Record Deficit – Whose Fault? Your Friends. Maybe You.
I was struck this morning by a news report on the record budget deficit: $482 billion. That’s about $4,800 per U.S. family or $1,500 per person. The report cited an administration official as saying that the deficit was being driven to an all-time high “by the sagging economy and the stimulus payments being made to 130 million households in an effort to keep the country from falling into a deep recession.”
Those things are on the list of causes, of course. But they’re not at the top. What’s at the top is spending. There’s no budget deficit without spending. Period.
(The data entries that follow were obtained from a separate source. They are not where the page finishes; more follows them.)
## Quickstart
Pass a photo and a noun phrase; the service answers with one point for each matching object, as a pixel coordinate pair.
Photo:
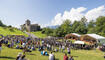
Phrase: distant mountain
(53, 27)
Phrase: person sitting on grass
(65, 57)
(71, 58)
(0, 46)
(19, 56)
(23, 57)
(51, 56)
(68, 50)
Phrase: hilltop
(11, 31)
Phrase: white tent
(79, 42)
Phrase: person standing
(71, 58)
(0, 46)
(65, 57)
(51, 56)
(68, 50)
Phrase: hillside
(39, 34)
(10, 31)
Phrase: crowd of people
(44, 45)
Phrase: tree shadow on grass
(5, 57)
(56, 59)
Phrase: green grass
(39, 34)
(79, 55)
(7, 31)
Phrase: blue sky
(15, 12)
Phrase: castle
(30, 27)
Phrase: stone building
(30, 27)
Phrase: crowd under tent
(73, 36)
(93, 38)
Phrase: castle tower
(28, 25)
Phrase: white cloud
(77, 14)
(95, 13)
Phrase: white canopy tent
(79, 42)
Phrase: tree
(100, 25)
(91, 27)
(1, 24)
(64, 29)
(74, 26)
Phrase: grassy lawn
(39, 34)
(10, 54)
(7, 31)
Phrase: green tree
(64, 29)
(100, 25)
(91, 27)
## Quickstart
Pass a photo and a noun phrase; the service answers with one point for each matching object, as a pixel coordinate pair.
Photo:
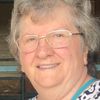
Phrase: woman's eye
(59, 35)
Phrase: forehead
(60, 18)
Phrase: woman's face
(49, 67)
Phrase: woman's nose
(44, 49)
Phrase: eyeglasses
(56, 39)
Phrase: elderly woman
(52, 39)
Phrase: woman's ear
(86, 55)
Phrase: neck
(64, 91)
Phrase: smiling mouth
(48, 66)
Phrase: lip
(47, 66)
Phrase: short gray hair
(82, 18)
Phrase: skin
(68, 63)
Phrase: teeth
(47, 66)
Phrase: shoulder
(34, 98)
(92, 92)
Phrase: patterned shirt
(89, 91)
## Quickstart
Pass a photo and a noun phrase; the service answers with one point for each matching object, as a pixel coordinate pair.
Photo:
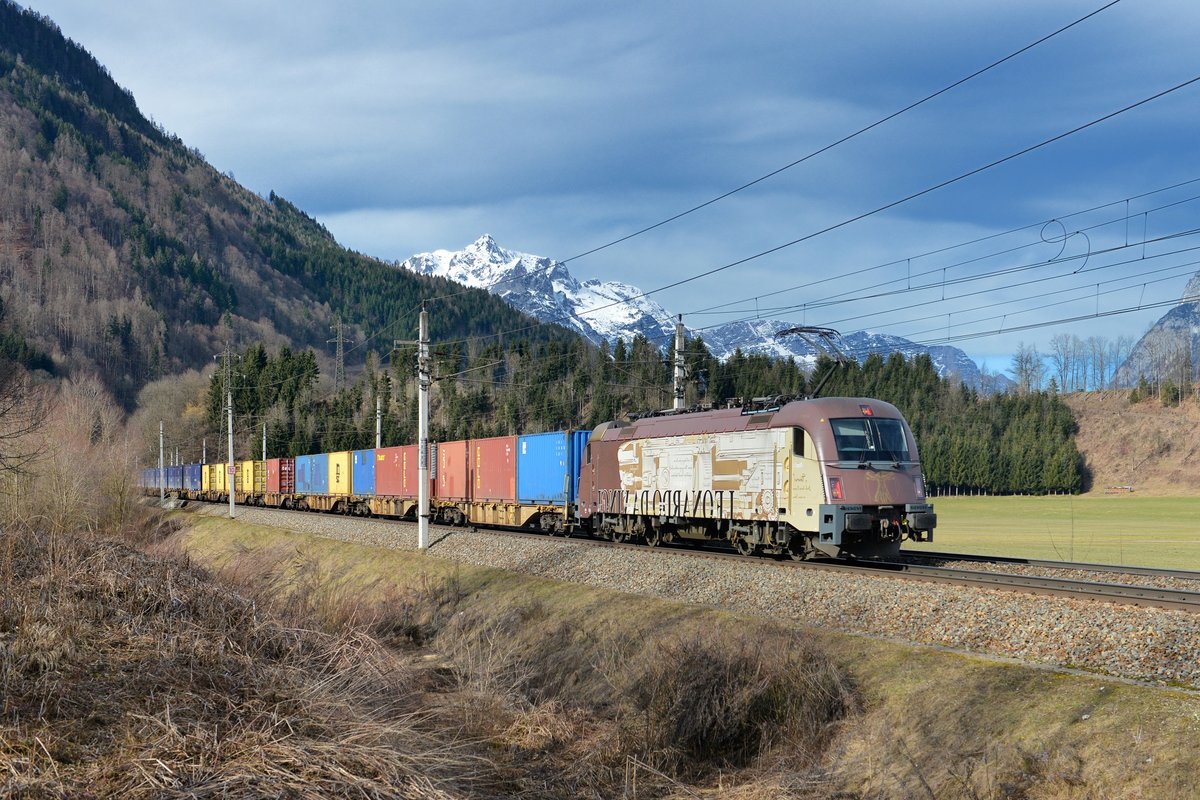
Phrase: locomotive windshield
(868, 438)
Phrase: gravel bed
(1147, 644)
(1156, 581)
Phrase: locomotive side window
(870, 439)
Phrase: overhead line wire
(844, 139)
(832, 145)
(882, 208)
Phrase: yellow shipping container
(217, 479)
(340, 473)
(252, 476)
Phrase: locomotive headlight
(835, 489)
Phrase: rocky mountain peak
(606, 311)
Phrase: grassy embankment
(1109, 529)
(547, 668)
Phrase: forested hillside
(123, 252)
(996, 444)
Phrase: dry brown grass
(1153, 449)
(564, 707)
(129, 675)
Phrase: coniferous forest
(994, 444)
(125, 254)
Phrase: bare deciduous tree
(23, 409)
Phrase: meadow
(1109, 529)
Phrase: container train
(832, 476)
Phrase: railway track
(1111, 593)
(1080, 566)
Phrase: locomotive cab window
(870, 439)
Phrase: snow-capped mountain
(547, 292)
(759, 336)
(1171, 344)
(607, 311)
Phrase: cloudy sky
(559, 126)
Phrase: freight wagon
(829, 476)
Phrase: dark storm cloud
(558, 126)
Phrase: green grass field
(1116, 529)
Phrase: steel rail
(1083, 566)
(1111, 593)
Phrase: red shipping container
(396, 471)
(451, 481)
(281, 475)
(493, 469)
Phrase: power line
(844, 139)
(867, 214)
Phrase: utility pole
(679, 365)
(378, 420)
(162, 493)
(231, 467)
(423, 435)
(340, 359)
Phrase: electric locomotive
(835, 476)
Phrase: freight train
(831, 476)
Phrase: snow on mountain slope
(607, 311)
(547, 292)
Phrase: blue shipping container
(364, 473)
(579, 449)
(312, 474)
(193, 480)
(544, 465)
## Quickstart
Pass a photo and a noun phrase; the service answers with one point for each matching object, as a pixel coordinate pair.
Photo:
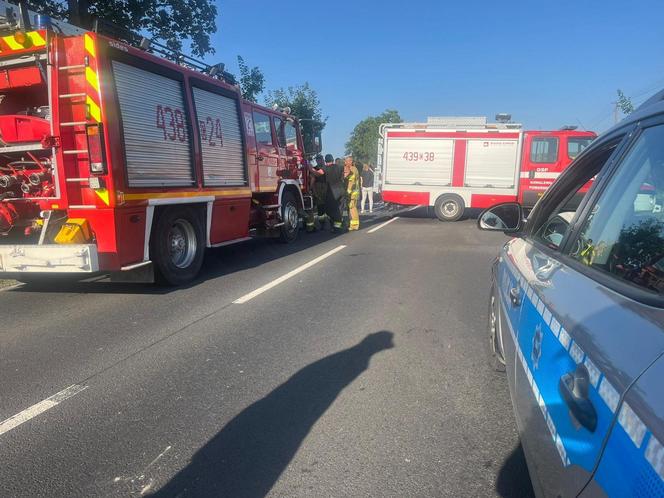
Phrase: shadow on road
(247, 457)
(513, 479)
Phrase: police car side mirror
(506, 217)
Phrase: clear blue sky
(548, 63)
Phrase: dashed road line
(376, 228)
(39, 408)
(283, 278)
(11, 287)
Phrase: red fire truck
(113, 159)
(456, 163)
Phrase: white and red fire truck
(464, 162)
(113, 159)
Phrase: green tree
(363, 141)
(252, 80)
(169, 21)
(624, 103)
(305, 105)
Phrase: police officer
(319, 192)
(334, 175)
(352, 192)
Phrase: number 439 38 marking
(418, 156)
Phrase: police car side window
(624, 233)
(553, 230)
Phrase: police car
(576, 317)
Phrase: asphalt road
(365, 374)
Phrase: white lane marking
(374, 229)
(41, 407)
(283, 278)
(11, 287)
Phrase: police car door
(578, 344)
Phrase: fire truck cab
(115, 160)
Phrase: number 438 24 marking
(418, 156)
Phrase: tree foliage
(305, 105)
(252, 80)
(624, 103)
(169, 21)
(363, 141)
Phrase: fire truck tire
(177, 245)
(449, 207)
(290, 217)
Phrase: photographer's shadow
(247, 457)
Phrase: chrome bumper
(49, 258)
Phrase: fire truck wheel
(290, 217)
(177, 245)
(449, 207)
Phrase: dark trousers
(332, 207)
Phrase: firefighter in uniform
(334, 175)
(319, 192)
(352, 193)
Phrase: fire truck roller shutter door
(221, 139)
(419, 161)
(491, 163)
(155, 127)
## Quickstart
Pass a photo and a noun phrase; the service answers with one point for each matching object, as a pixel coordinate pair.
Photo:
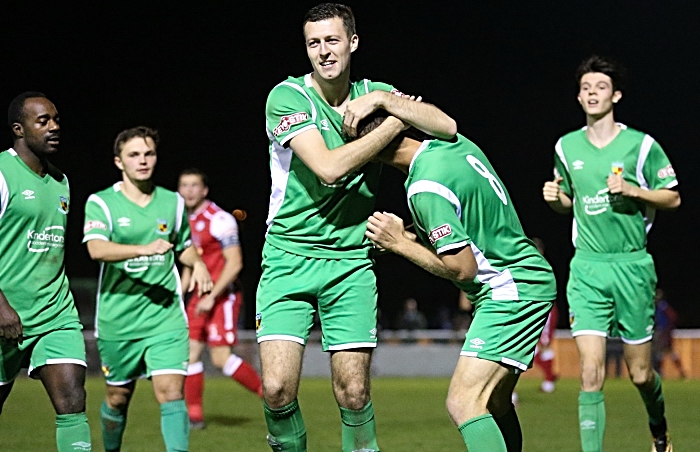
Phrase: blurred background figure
(662, 343)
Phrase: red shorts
(220, 325)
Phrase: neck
(335, 91)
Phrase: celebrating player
(613, 178)
(39, 325)
(471, 235)
(136, 230)
(315, 250)
(213, 318)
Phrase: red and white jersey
(213, 229)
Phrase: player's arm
(423, 116)
(10, 323)
(331, 166)
(387, 231)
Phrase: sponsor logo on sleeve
(439, 233)
(666, 172)
(288, 121)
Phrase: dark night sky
(200, 73)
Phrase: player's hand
(386, 230)
(204, 305)
(551, 190)
(617, 185)
(201, 279)
(10, 323)
(158, 246)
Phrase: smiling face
(329, 47)
(597, 95)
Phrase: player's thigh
(634, 288)
(167, 353)
(506, 331)
(591, 309)
(286, 291)
(347, 304)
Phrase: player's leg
(166, 358)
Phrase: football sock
(591, 417)
(509, 425)
(653, 399)
(287, 432)
(481, 434)
(194, 389)
(243, 373)
(175, 426)
(112, 422)
(72, 433)
(358, 429)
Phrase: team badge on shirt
(617, 168)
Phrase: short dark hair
(15, 112)
(325, 11)
(604, 65)
(195, 172)
(128, 134)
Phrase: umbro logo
(477, 343)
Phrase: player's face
(329, 47)
(137, 159)
(596, 94)
(191, 187)
(40, 128)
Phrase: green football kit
(457, 200)
(141, 326)
(612, 277)
(33, 218)
(315, 248)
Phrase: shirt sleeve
(436, 219)
(98, 220)
(289, 112)
(224, 229)
(657, 170)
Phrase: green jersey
(604, 222)
(33, 217)
(307, 217)
(142, 296)
(457, 200)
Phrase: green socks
(481, 434)
(358, 429)
(591, 417)
(287, 432)
(509, 426)
(113, 423)
(72, 433)
(175, 426)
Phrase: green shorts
(612, 294)
(506, 331)
(162, 354)
(63, 346)
(345, 291)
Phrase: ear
(354, 42)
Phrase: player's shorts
(62, 346)
(506, 331)
(127, 360)
(345, 290)
(612, 295)
(220, 326)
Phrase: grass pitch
(411, 416)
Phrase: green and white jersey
(307, 217)
(457, 200)
(33, 217)
(142, 296)
(605, 223)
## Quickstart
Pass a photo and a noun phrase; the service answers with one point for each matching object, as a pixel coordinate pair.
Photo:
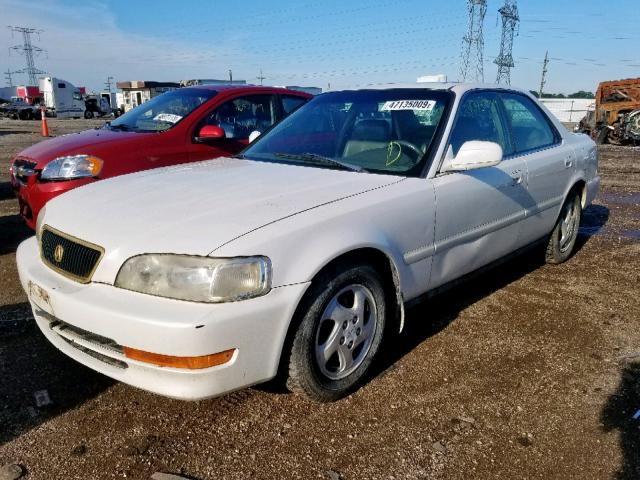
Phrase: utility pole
(8, 77)
(108, 84)
(510, 20)
(543, 81)
(261, 77)
(472, 57)
(28, 50)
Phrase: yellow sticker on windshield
(423, 105)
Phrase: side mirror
(209, 133)
(253, 135)
(473, 155)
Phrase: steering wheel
(416, 153)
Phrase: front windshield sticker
(423, 105)
(167, 117)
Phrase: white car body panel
(199, 204)
(432, 230)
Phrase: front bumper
(101, 316)
(34, 195)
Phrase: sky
(324, 43)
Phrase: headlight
(198, 279)
(74, 166)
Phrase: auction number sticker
(167, 117)
(423, 105)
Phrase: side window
(241, 116)
(289, 104)
(530, 128)
(479, 118)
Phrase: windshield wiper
(321, 159)
(122, 127)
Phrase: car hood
(75, 143)
(196, 208)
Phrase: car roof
(242, 88)
(457, 87)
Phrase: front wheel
(340, 333)
(563, 238)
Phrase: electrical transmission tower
(29, 51)
(545, 70)
(8, 76)
(510, 20)
(472, 63)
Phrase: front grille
(23, 169)
(69, 256)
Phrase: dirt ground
(528, 371)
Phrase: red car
(184, 125)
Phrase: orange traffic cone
(45, 127)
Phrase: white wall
(568, 109)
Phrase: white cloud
(84, 46)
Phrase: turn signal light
(191, 363)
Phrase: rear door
(479, 212)
(550, 163)
(238, 117)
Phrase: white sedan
(299, 255)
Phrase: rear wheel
(340, 333)
(563, 238)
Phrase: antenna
(28, 50)
(543, 81)
(261, 77)
(510, 20)
(472, 58)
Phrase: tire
(333, 322)
(565, 233)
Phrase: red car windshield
(162, 112)
(381, 131)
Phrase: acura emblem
(58, 253)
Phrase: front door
(238, 117)
(550, 164)
(478, 212)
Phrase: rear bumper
(103, 318)
(593, 187)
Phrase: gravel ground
(528, 371)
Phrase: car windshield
(379, 131)
(162, 112)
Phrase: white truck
(61, 98)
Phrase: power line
(28, 50)
(543, 80)
(473, 42)
(261, 77)
(510, 20)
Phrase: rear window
(530, 128)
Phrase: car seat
(368, 135)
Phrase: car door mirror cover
(253, 135)
(476, 154)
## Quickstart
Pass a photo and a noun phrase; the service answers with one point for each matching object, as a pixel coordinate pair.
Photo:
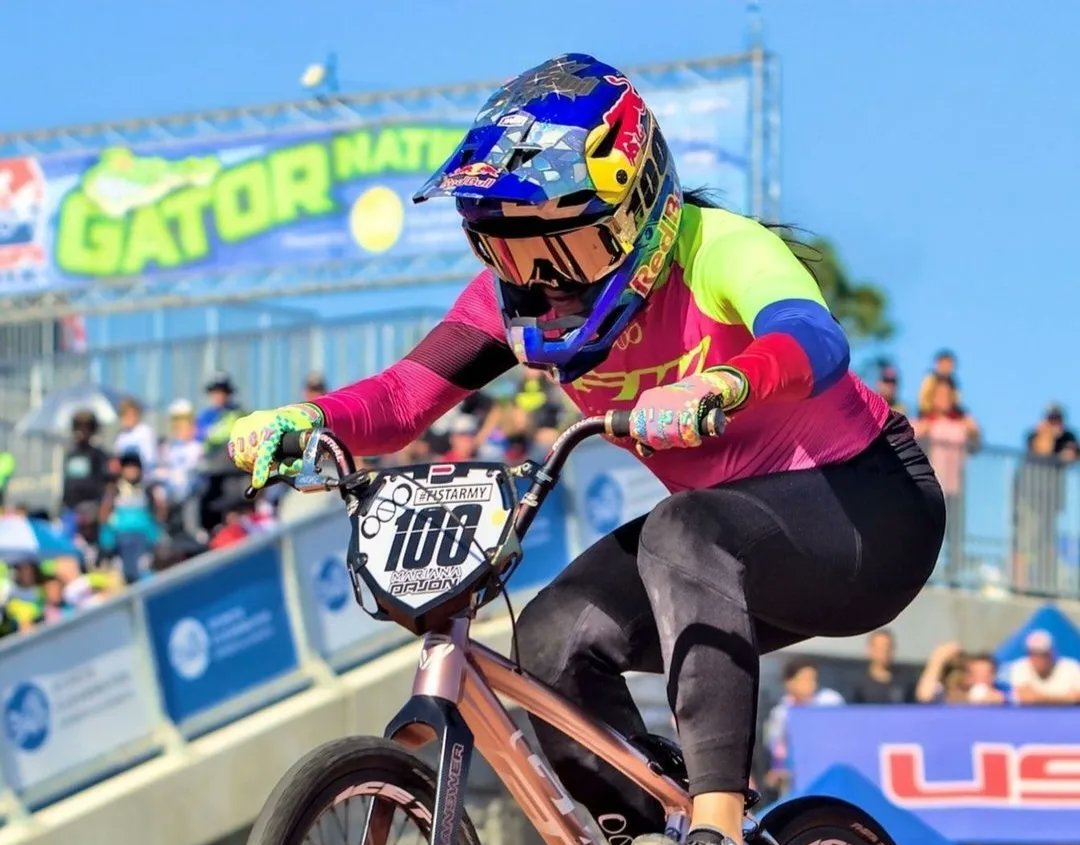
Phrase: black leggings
(707, 581)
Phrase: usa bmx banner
(991, 775)
(294, 198)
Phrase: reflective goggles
(583, 255)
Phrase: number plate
(427, 533)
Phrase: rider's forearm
(460, 354)
(385, 413)
(798, 352)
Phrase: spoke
(379, 817)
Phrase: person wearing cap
(1050, 437)
(133, 512)
(85, 469)
(180, 454)
(462, 438)
(944, 369)
(221, 412)
(888, 387)
(1044, 678)
(135, 434)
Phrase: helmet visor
(582, 255)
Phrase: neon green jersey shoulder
(734, 266)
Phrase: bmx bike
(430, 545)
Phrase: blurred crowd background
(138, 499)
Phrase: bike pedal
(665, 756)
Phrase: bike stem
(547, 475)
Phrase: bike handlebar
(298, 445)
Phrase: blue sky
(934, 143)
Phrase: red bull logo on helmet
(480, 174)
(22, 214)
(628, 115)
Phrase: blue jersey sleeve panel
(815, 330)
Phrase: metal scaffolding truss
(193, 287)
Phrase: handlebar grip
(618, 424)
(293, 444)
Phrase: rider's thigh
(595, 608)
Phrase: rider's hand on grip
(679, 415)
(256, 440)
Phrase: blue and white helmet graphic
(565, 180)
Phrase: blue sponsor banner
(334, 619)
(545, 547)
(295, 197)
(71, 697)
(975, 774)
(610, 487)
(220, 633)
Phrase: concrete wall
(208, 790)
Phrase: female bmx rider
(813, 513)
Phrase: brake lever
(252, 493)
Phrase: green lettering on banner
(301, 182)
(86, 241)
(352, 155)
(412, 142)
(173, 209)
(186, 209)
(388, 152)
(149, 240)
(242, 201)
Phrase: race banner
(220, 633)
(72, 702)
(991, 775)
(297, 197)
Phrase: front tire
(313, 802)
(827, 825)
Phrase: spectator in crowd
(242, 520)
(948, 433)
(944, 367)
(888, 386)
(1050, 437)
(1043, 678)
(135, 434)
(462, 439)
(984, 687)
(180, 454)
(944, 679)
(880, 684)
(7, 470)
(215, 421)
(213, 425)
(25, 604)
(314, 386)
(800, 689)
(85, 470)
(133, 512)
(1039, 495)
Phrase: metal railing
(269, 364)
(1013, 521)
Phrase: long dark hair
(710, 198)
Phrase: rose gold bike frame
(458, 675)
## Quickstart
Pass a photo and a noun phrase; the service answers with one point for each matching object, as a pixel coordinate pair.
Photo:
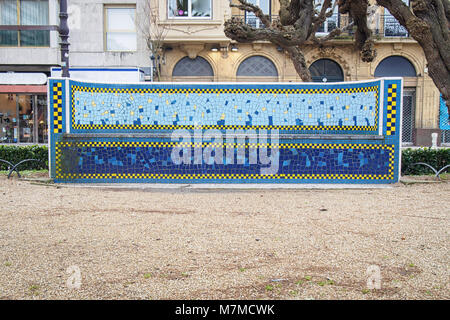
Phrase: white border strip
(148, 83)
(399, 118)
(381, 109)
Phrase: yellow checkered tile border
(76, 88)
(57, 108)
(61, 175)
(391, 109)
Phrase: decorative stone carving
(192, 50)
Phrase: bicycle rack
(13, 167)
(437, 172)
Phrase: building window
(24, 13)
(257, 66)
(250, 17)
(392, 28)
(120, 28)
(330, 23)
(197, 67)
(189, 8)
(326, 70)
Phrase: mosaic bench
(225, 133)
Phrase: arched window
(197, 67)
(395, 66)
(257, 66)
(326, 70)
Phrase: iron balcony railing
(381, 25)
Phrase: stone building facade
(107, 34)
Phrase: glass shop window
(23, 118)
(189, 8)
(25, 13)
(8, 118)
(120, 29)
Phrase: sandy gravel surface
(303, 244)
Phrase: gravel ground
(287, 244)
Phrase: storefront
(23, 108)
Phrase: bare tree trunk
(428, 25)
(298, 59)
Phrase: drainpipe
(64, 34)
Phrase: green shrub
(437, 158)
(15, 154)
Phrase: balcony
(382, 25)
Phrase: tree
(154, 33)
(427, 21)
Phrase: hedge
(15, 153)
(437, 158)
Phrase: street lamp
(64, 34)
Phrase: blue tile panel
(337, 108)
(57, 116)
(444, 118)
(116, 161)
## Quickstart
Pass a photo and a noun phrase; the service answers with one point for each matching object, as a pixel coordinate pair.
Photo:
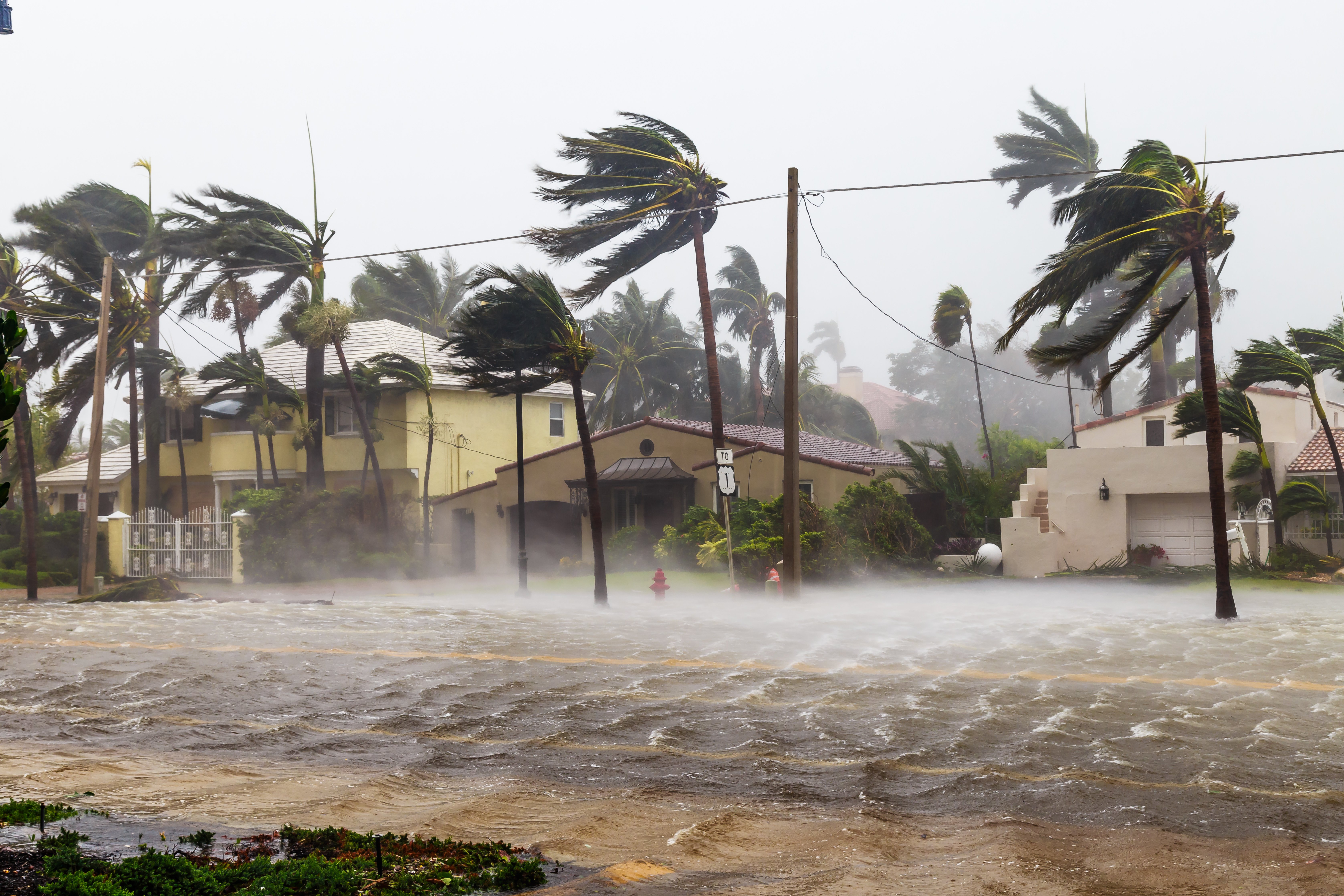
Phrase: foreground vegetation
(331, 862)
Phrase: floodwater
(1083, 703)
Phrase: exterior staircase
(1041, 510)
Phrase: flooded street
(1084, 704)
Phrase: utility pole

Other sources had things to say about spending. An L.A. Times opinion piece said that the problem was the Iraq war: “. . . Bush and a compliant Congress launched an invasion of Iraq costing hundreds of billions of dollars and, rather than raise taxes to pay for it, continued to cut them.”
The New York Times reported on the presidential candidates’ comments. Senator John McCain (R-AZ) said: “There is no more striking reminder of the need to reverse the profligate spending that has characterized this administration’s fiscal policy.” A spokesman for Senator Barack Obama (D-IL) promised to “cut wasteful spending, close corporate tax loopholes and roll back tax cuts for the wealthiest Americans, ‘while making health care affordable and putting a middle-class tax cut in the pocket of 95 percent of workers and their families.’” That’s a little too campaign brochure-y for me.
But really, the blame lies with people very close to you – friends of yours who don’t know, or don’t care to know, about the federal spending process.
Good citizen that you are – because you’re reading this blog – you know that Congress spends enough money each year to buy every U.S. family a new car. And you know that it’s up to you decide which of that spending is worth doing and which of it isn’t.
But your friends. They’re not so sharp. You really ought to get them involved. Every bill page on WashingtonWatch.com has a “tell-a-friend” link. It’s in the “Take Action” box. It opens up an email for you to send them.
Pick an annual spending bill. Pick a bill that costs a lot, or one that saves a lot. Tell your friends whether to support it or oppose it.
If you don’t, I’m going to start blaming you. When your budget is out of whack, you either go out and earn more, or you tighten your belt. This is the same process. Get on it.